Un fierro en el corazón

Amor al chancho

De la promoción del colegio sólo tres nos movilizamos en vehículo propio: Tinoco, Aguirre y yo. Por supuesto cuando aún éramos colegiales nunca pensamos guardar esta coincidencia en materia de fierros, pues siempre hemos sido diferentes. Tinoco era chancón y se llevaba bien con todos, su sonrisa era y sigue siendo particularmente entrañable además de poseer un sentido del humor, si no fino, audaz y fresco.

Mientras que Aguirre trataba de llevarse con todos pero no eran un chancón consumado, aunque sí deportista no convencional, practicaba karate, si no me equivoco, y hasta tenía en el patio de su casa bolsas de boxeo, guantes rellenos con lana de carnero y hasta mancuernas.  Siempre tuvo una figura atlética y el aspecto de un adulto, ya saben, camisa abierta por debajo de los pectorales, algo de vello ahí, esclavas en las muñecas, anillos, serio caminar. Sigue igual, salvo su bella esposa y dos pequeños hijos.

Yo nunca fui chancón ni atlético pero tenía sentido del humor, tampoco fino pero procaz efectivo. Las cosas han cambiado. Hacía caricaturas de profesores y alumnos, ponía chapas, me sentaba atrás y a decir de la mamarrachenta autoridad escolar, siempre fui un problema, incluso con una pierna rota, pero todo porque quizá no tomaba magnesio en ayunas como sí hago ahora.

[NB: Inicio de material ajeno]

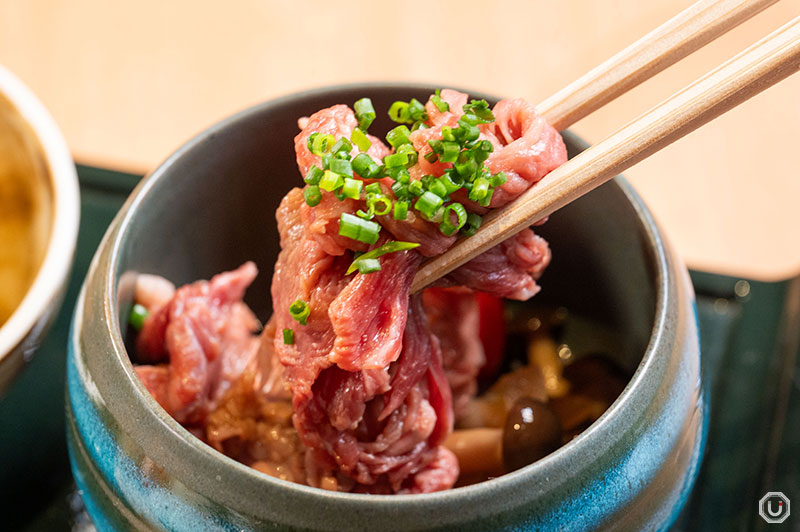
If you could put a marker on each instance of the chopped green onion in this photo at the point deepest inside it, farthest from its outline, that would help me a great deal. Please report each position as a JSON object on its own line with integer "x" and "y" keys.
{"x": 480, "y": 188}
{"x": 396, "y": 159}
{"x": 400, "y": 190}
{"x": 438, "y": 188}
{"x": 369, "y": 215}
{"x": 398, "y": 112}
{"x": 428, "y": 203}
{"x": 400, "y": 174}
{"x": 342, "y": 167}
{"x": 409, "y": 150}
{"x": 342, "y": 146}
{"x": 398, "y": 136}
{"x": 322, "y": 144}
{"x": 416, "y": 188}
{"x": 440, "y": 104}
{"x": 310, "y": 141}
{"x": 486, "y": 199}
{"x": 447, "y": 227}
{"x": 331, "y": 181}
{"x": 364, "y": 166}
{"x": 365, "y": 113}
{"x": 326, "y": 161}
{"x": 360, "y": 139}
{"x": 389, "y": 247}
{"x": 352, "y": 188}
{"x": 314, "y": 175}
{"x": 479, "y": 109}
{"x": 138, "y": 314}
{"x": 400, "y": 210}
{"x": 449, "y": 152}
{"x": 300, "y": 311}
{"x": 379, "y": 204}
{"x": 472, "y": 225}
{"x": 373, "y": 188}
{"x": 312, "y": 195}
{"x": 358, "y": 229}
{"x": 367, "y": 265}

Lo cierto es que casi 14 años después jamás pensamos coincidir en materia de fierros. Ahora Tinoco viaja en un auto deportivo “Honda” azul, Aguirre en una camioneta 4×4, también “Honda” e igual de azul chillón, y yo, en una Goliat roja de 6 cambios y buena suspensión, impecable cocada, frenos como “mano de santo” aunque carente de timbre y espejito retrovisor, por lo demás, es un felino color caramelo de fresa que para empezar no contamina, no hace ruido, no genera congestión y no contribuirá al inminente colapso del parque automotor, por lo tanto me hace la vida más simple y sana, pero, a la vez más vulnerable a la intolerancia de muchos choferes que ven en la bicicleta, y por ende en los ciclistas urbanos, una onerosa piedra en el zapato.

En una conversación con un reputado arquitecto caí en la cuenta de que el ciclista urbano es un excluido, un marginal “obligado” del circuito de tránsito, pues en toda la ciudad no existen ciclovías que lo amparen o que por lo menos le garanticen un tránsito seguro, lejos de la hostilidad del chofer o del mismo peatón con mínima o nula capacidad de tolerar que hay personas con una mirada diferente a la convencional y fácil.

Por supuesto debo confesar que a veces dejo mi caramelo de fresa encadenado a una reja porque soy un principiante con las piernas de Pinocho y mi casa queda en la cabeza de una duna, hablando en términos ciclísticos, pero ¿qué hay de aquellas personas que a diario van y vienen del trabajo, empuñando un timón horizontal y que tienen que lidiar con quienes intentan desconocerles el derecho de libre tránsito?

Unos son acosados a lo largo de cuadras teniendo que viajar pegados a la vereda (me ha pasado), otras son ofendidas o insultadas y hay quienes han resultado golpeados por hacer de su energía corporal su único combustible para trasladarse. Eso no es justo.

Sin embargo, ya sobre la marcha, creo que lo que más tranquilizaría a un ciclista urbano, de los muchos que hay en Arequipa, antes de la construcción de ciclovías es la construcción de conciencia, una cultura de respeto en otras dimensiones y niveles que permita que las calles del Centro Histórico y los distritos en general se conviertan en una vía apta física y moralmente para el tránsito de bicicletas que son una alternativa coherente y necesaria para mejorar aspectos personales y sociales, si no me cree, cómprese una y experimente el cambio saludable, pero también prepárese a conocer la intolerancia montado y a pedal.